Background Art Constant velocity (CV) joints are common components in automotive vehicles.

Typically, CV joints are employed where transmission of a constant velocity rotary motion is desired or required. Common types of constant velocity joints are a plunging tripod, a fixed tripod, a plunging ball joint and a fixed ball joint. These types of joints are currently used in front wheel drive vehicles, or rear wheel drive vehicles, and on the propeller shafts found in rear wheel drive, all wheel drive, and four wheel drive vehicles.

Propeller shafts are also commonly used in motor vehicles to transfer torque from the front drive unit to a rear axle such as in a rear wheel and all wheel drive vehicles. Propeller shafts are also used to transfer torque and rotational movement to the front axle in four wheel drive vehicles. In particular, two-piece propeller shafts are commonly used when larger distances exist between the front drive unit and the rear axle of the vehicle.

Besides transferring mechanical energy, it is desirable for propeller shafts to have adequate crash-worthiness. In particular, it is desirable for the propeller shaft to be shortened axially to prevent it from buckling, penetrating the passenger compartment, or damaging other vehicle components in close proximity of the propeller shaft. In many crash situations, the vehicle body shortens and deforms. As a result, it is desirable that the vehicle propshaft be able to reduce in length during the crash, at or below a specified load. It is further desirable for the propeller shaft to absorb a considerable amount of the deformation energy during the crash. Thus, it is desireable that a mechanism be provided for permitting the propeller shaft to collapse under appropriate loads without compromising the driveline performance under normal operating conditions.

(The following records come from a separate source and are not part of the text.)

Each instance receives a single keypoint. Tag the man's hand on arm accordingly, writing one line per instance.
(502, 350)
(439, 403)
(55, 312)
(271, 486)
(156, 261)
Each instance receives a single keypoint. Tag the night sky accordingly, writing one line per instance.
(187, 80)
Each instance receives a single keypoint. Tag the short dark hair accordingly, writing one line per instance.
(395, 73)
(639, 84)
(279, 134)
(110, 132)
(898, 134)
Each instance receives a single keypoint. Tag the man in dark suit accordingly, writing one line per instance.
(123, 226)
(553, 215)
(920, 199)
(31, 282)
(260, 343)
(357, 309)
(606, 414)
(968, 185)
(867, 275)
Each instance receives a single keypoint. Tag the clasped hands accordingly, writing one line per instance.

Disclosure of the Invention In one embodiment, a propeller shaft for a vehicle is provided which includes an elongated hollow cylindrical body having a reduced profile intermediate portion defining at least one transition area between the intermediate portion and the body. In the region of the transition area, at least part of the cylindrical body lies over the intermediate portion such that

during fracture in the region of the transition area, the body telescopes over the intermediate portion. The intermediate portion extends along approximately 10-30 percent of the length of the body, and can be angled or parallel with respect to the cylindrical body. Approximately 1- 10 mm of the cylindrical body can be made to overlap the intermediate portion in the transition area.

In another embodiment, a frangible telescopic propeller shaft is provided. The shaft includes an elongated hollow cylindrical body, a reduced diameter intermediate portion along a length of the body, and at least one spin-formed transition area between the intermediate portion and the body. The transition area includes a frangible feature wherein at least a part of the cylindrical body lies over the intermediate portion such that, in response to a sufficient axial force, the frangible feature fractures to telescope the body over the intermediate portion.

In another embodiment of the invention, a method of making a propeller shaft is provided. The method includes providing an elongated hollow cylindrical body, and spin- forming a reduced profile intermediate portion along a length of the body, the intermediate portion defining at least one transition area between the intermediate portion and the body.

Thereafter, in the region of the at least one transition area, an axial force is applied to the body while the exterior surface of the cylindrical body is simultaneously supported to fold the at least one transition area onto itself such that at least a part of the cylindrical body lies over the intermediate portion in the region of the transition area.

One of several advantages of the present invention is that the spin-formed feature permits the propeller shaft to collapse within itself in a telescopic fashion at a predetermined axially load. The present invention itself, together with further objects and intended advantages, will be best understood by reference to the following detailed description, taken in conjunction with the accompanying drawings.

Brief Description of Drawings For a more complete understanding of this invention, reference should now be made to the embodiments illustrated in greater detail in the accompanying drawings and described below by way of examples of the invention.

In the drawings: Figure 1 shows a plan view of a vehicle driveline having a propeller shaft assembly in which the present invention may be used to advantage.

Figure 2 shows a partial perspective view of a propeller shaft according to one embodiment of the present invention.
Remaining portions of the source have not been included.